For his new project, Err, artist Jeremy Hutchison contacted various factories around the world, and asked if one of their workers would produce an 'incorrect' version of the product they make every day: in doing so, the functional objects became artworks.

"I asked them to make me one of their products, but to make it with an error," Hutchison explains. "I specified that this error should render the object dysfunctional. And rather than my choosing the error, I wanted the factory worker who made it to choose what error to make. Whatever this worker chose to do, I would accept and pay for."

Some of the results can be seen here (via). Sadly it's all small stuff: a solid tine-less comb, a trumpet with a section missing. Fun, but nothing serious. No car, for instance: a car with malfunctioning brakes, perhaps, or a steering wheel that comes off in your hands when you reach 60mph. Now that's what I call art.

"[Err is] about creating deliberate miscommunication," continues Hutchison, "forging a moment of poetry within a hyper-efficient system of digital exchange. It's about an invisible global workforce, and their connection to the relentless regurgitation of stuff. It's about Duchamp and the readymade, but updated to exist within the context of today's globalised economy. It's about the rub between art and design, the mass-produced and unique, the functional and the dysfunctional."
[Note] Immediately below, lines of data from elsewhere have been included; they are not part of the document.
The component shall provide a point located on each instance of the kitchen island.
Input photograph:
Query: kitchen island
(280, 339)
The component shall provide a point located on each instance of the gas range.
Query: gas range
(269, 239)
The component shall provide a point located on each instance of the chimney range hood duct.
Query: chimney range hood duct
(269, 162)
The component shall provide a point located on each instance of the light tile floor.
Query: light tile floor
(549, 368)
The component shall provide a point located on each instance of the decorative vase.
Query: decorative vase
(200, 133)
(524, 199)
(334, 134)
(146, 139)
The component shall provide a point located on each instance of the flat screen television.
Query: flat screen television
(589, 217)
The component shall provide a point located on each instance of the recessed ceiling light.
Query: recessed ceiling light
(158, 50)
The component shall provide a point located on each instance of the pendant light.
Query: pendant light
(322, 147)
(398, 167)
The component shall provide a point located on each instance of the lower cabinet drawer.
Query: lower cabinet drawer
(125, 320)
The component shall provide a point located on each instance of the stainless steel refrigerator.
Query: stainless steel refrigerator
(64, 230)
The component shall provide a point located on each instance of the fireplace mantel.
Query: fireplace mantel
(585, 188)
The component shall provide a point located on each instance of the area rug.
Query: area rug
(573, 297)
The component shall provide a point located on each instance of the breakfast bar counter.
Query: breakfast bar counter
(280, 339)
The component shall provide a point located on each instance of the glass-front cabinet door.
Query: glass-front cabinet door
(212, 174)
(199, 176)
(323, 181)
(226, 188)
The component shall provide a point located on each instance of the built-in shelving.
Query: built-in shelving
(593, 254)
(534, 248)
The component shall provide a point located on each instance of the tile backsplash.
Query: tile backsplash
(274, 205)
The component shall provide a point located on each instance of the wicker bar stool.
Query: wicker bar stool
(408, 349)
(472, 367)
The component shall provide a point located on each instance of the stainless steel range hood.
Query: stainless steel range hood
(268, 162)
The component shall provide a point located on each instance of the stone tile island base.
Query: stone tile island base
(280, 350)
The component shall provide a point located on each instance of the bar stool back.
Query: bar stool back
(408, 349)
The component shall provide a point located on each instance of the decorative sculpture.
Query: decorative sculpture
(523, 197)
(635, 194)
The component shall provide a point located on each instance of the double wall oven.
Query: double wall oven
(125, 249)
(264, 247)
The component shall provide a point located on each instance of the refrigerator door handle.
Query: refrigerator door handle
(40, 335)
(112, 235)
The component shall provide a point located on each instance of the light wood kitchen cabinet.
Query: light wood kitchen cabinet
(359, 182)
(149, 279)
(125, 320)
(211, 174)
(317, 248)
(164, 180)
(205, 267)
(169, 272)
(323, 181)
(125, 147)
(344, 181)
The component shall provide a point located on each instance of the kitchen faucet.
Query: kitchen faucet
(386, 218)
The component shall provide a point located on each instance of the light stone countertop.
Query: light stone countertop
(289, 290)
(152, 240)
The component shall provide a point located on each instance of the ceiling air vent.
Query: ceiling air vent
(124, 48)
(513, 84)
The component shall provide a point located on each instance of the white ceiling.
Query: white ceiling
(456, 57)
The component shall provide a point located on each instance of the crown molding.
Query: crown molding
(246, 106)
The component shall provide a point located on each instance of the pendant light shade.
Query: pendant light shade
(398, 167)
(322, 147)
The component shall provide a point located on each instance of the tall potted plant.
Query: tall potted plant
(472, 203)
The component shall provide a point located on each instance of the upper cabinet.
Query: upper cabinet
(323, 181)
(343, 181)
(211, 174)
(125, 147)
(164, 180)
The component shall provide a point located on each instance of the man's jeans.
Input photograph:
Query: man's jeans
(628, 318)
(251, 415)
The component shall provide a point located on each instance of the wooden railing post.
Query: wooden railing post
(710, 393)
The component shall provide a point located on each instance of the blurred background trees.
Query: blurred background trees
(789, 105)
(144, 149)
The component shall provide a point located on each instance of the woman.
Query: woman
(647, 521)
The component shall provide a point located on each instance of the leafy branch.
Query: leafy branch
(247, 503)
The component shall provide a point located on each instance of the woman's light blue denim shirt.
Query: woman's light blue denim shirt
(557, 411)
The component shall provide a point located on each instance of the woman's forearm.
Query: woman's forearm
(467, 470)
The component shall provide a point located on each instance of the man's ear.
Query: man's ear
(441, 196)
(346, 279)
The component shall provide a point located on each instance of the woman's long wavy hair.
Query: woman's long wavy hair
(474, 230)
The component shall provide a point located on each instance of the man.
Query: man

Surely, in this spirit of producing intentionally flawed goods, and in homage to Duchamp and the readymade, an "incorrect" urinal would have been a delightfully appropriate choice. A urinal, say, with a hole that directed all the piss down the front of your trousers and over your shoes. Somehow the image of the artist pissing over himself as his way of forging a moment of poetry within a hyper-efficient system of digital exchange….well, yes, it has a certain appeal. Or maybe that's just me.

"Err" will be part of a group show The Pavement and the Beach at Paradise Row off Oxford Street from July 8th.